Title compared finally figuring out that these near synchronous events are related to how scientists finally figured out continental drift. “Everyone could see how Africa and South America could have once fit together, but no one could imagine the physical processes that could make that happen,” he said, “but all of a sudden someone measured it and figured out sea floor spreading and it made perfect sense.”

In response to a question of whether the magnetic field on the Sun has areas similar to fault lines on the Earth where magnetic lines emerge repeatedly, Schrijver told Universe Today that the magnetic field lines come from the deep within the solar interior, but why it chooses to emerge in certain areas repeatedly is a mystery. “There are successive nests, where they come up one after another, or preferred regions,” he said, but our details on this are fairly weak. Most of time we don’t know where magnetic field lines will emerge from the sun.”

Title said heliophysics research is still in its infancy, but the new resources SDO provides might bring a new era in this area of study.

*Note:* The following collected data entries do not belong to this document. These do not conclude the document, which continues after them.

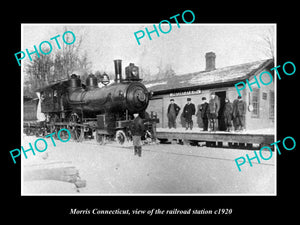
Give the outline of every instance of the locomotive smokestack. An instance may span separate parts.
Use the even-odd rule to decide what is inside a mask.
[[[120,83],[122,81],[122,60],[116,59],[115,63],[115,82]]]

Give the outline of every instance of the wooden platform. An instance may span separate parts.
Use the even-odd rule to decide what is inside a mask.
[[[182,140],[199,141],[199,142],[226,142],[226,143],[243,143],[243,144],[259,144],[260,146],[270,146],[275,141],[274,134],[255,134],[255,133],[239,133],[239,132],[207,132],[207,131],[175,131],[158,130],[157,138],[161,140]]]

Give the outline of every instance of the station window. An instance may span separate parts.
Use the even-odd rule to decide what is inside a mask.
[[[259,118],[259,89],[253,89],[252,91],[252,105],[253,111],[251,114],[252,118]]]
[[[274,91],[270,91],[270,108],[269,108],[269,118],[274,119],[275,117],[275,95]]]

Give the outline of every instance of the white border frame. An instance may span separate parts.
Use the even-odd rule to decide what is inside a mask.
[[[21,24],[21,49],[25,49],[24,43],[23,43],[23,29],[25,25],[53,25],[53,26],[126,26],[126,25],[152,25],[149,23],[127,23],[127,24],[120,24],[120,23],[22,23]],[[176,23],[172,23],[172,25],[176,25]],[[273,25],[274,26],[274,67],[277,66],[277,23],[192,23],[192,24],[180,24],[180,26],[245,26],[245,25],[255,25],[255,26],[266,26],[266,25]],[[275,73],[275,72],[274,72]],[[277,141],[277,76],[275,76],[275,82],[274,82],[274,92],[275,92],[275,142]],[[21,63],[21,145],[23,143],[23,91],[24,91],[24,74],[23,74],[23,63]],[[276,153],[276,150],[274,150],[274,153]],[[127,193],[120,193],[120,194],[82,194],[82,193],[76,193],[76,194],[24,194],[23,193],[23,163],[22,163],[22,157],[21,157],[21,196],[277,196],[277,154],[275,155],[275,193],[274,194],[255,194],[255,193],[237,193],[237,194],[228,194],[228,193],[210,193],[210,194],[168,194],[168,193],[137,193],[137,194],[127,194]]]

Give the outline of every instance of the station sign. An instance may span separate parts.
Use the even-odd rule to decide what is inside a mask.
[[[195,91],[180,91],[180,92],[174,92],[170,93],[170,97],[177,97],[177,96],[185,96],[185,95],[199,95],[201,94],[201,90],[195,90]]]

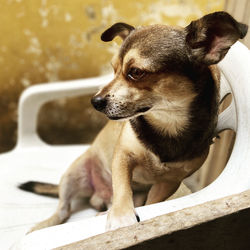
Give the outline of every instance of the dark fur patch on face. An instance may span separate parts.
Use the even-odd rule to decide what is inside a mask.
[[[177,136],[156,130],[144,116],[130,120],[138,139],[158,155],[161,162],[191,160],[212,143],[217,125],[218,90],[209,69],[201,72],[196,84],[200,89],[190,108],[189,126]]]
[[[121,60],[131,49],[149,58],[152,72],[183,72],[188,65],[185,31],[165,25],[153,25],[135,29],[120,49]]]

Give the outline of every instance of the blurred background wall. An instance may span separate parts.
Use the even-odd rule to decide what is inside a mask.
[[[114,22],[185,26],[223,8],[224,0],[0,0],[0,152],[16,143],[25,88],[110,70],[118,40],[100,34]],[[63,99],[42,108],[38,131],[52,144],[90,142],[105,121],[89,98]]]

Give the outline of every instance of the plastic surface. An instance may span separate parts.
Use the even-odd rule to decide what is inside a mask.
[[[218,130],[232,128],[236,131],[233,152],[226,168],[212,184],[196,193],[137,208],[136,211],[141,221],[250,188],[250,168],[248,166],[250,163],[249,50],[237,42],[219,64],[219,68],[223,74],[221,97],[223,98],[230,91],[234,96],[234,102],[220,115],[218,123]],[[103,79],[107,80],[107,83],[111,77],[107,76]],[[56,208],[57,200],[19,191],[16,189],[16,185],[30,179],[57,183],[69,163],[86,149],[84,146],[51,147],[42,143],[35,133],[38,109],[41,103],[61,95],[65,97],[68,94],[83,94],[96,90],[99,86],[99,82],[97,83],[99,80],[95,79],[92,79],[92,84],[95,87],[91,86],[91,90],[83,84],[86,86],[86,92],[81,88],[81,84],[78,85],[76,82],[74,90],[72,90],[73,83],[72,86],[69,84],[69,89],[64,88],[63,90],[61,84],[60,86],[49,84],[41,86],[42,91],[39,89],[40,86],[35,86],[32,87],[36,88],[34,92],[30,88],[23,94],[19,109],[18,146],[14,151],[0,155],[1,249],[6,249],[14,242],[16,244],[13,249],[51,249],[105,231],[106,215],[84,219],[95,213],[95,211],[87,209],[73,214],[69,222],[65,224],[33,232],[17,241],[35,222],[52,214]],[[49,88],[54,92],[50,92]],[[77,88],[81,89],[82,92],[78,92]],[[46,94],[44,94],[45,92]],[[40,96],[40,93],[43,97]],[[32,124],[27,124],[27,121]]]

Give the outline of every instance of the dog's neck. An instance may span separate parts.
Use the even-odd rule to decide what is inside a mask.
[[[130,120],[137,138],[161,162],[191,160],[211,144],[217,122],[218,90],[210,72],[188,109],[152,112]],[[199,83],[198,83],[199,84]],[[168,112],[169,111],[169,112]]]
[[[173,136],[166,132],[163,133],[162,129],[159,130],[158,125],[155,127],[145,116],[131,119],[130,124],[141,143],[157,155],[161,162],[190,160],[205,150],[203,145],[197,143],[202,133],[195,134],[189,128],[179,132],[174,131],[177,135]],[[209,144],[210,142],[205,143],[205,146]]]
[[[178,136],[170,136],[163,126],[159,126],[157,120],[152,117],[139,116],[130,120],[130,124],[136,133],[137,138],[144,146],[159,156],[161,162],[175,161],[179,158],[179,149],[174,144],[178,144]],[[152,122],[153,121],[153,122]],[[171,126],[172,127],[172,126]],[[173,129],[177,133],[176,129]]]
[[[145,121],[162,136],[176,137],[189,123],[189,105],[176,109],[157,109],[144,115]]]

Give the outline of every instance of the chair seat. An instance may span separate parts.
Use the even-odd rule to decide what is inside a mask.
[[[17,148],[0,157],[0,249],[8,249],[23,237],[32,225],[52,215],[58,199],[23,192],[20,183],[36,180],[59,183],[60,177],[88,146],[44,146]],[[96,215],[87,204],[69,219],[77,221]],[[4,241],[3,241],[4,239]],[[13,239],[15,239],[13,241]]]

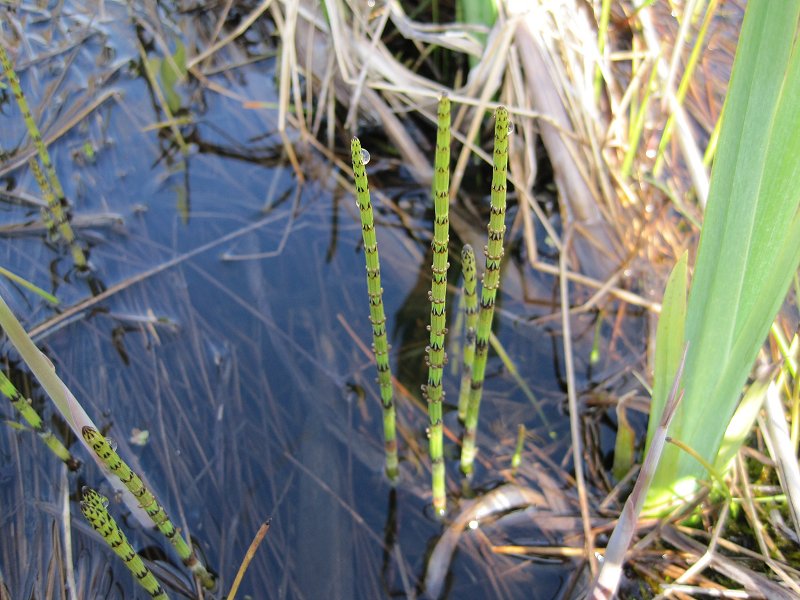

“We’ve reached a turning point in our ability to forecast space weather,” said Title. “We now have evidence that multiple events can be triggered by other events that occur in regions that cannot be observed from Earth orbit. This gives us a new appreciation of why solar flare and CME predictions have been less than perfect. As we seek to understand the causes of eruptive and explosive events that will improve our ability to forecast space weather, it is clear that we must be able to analyze most of the evolving global solar field, if not all of it.”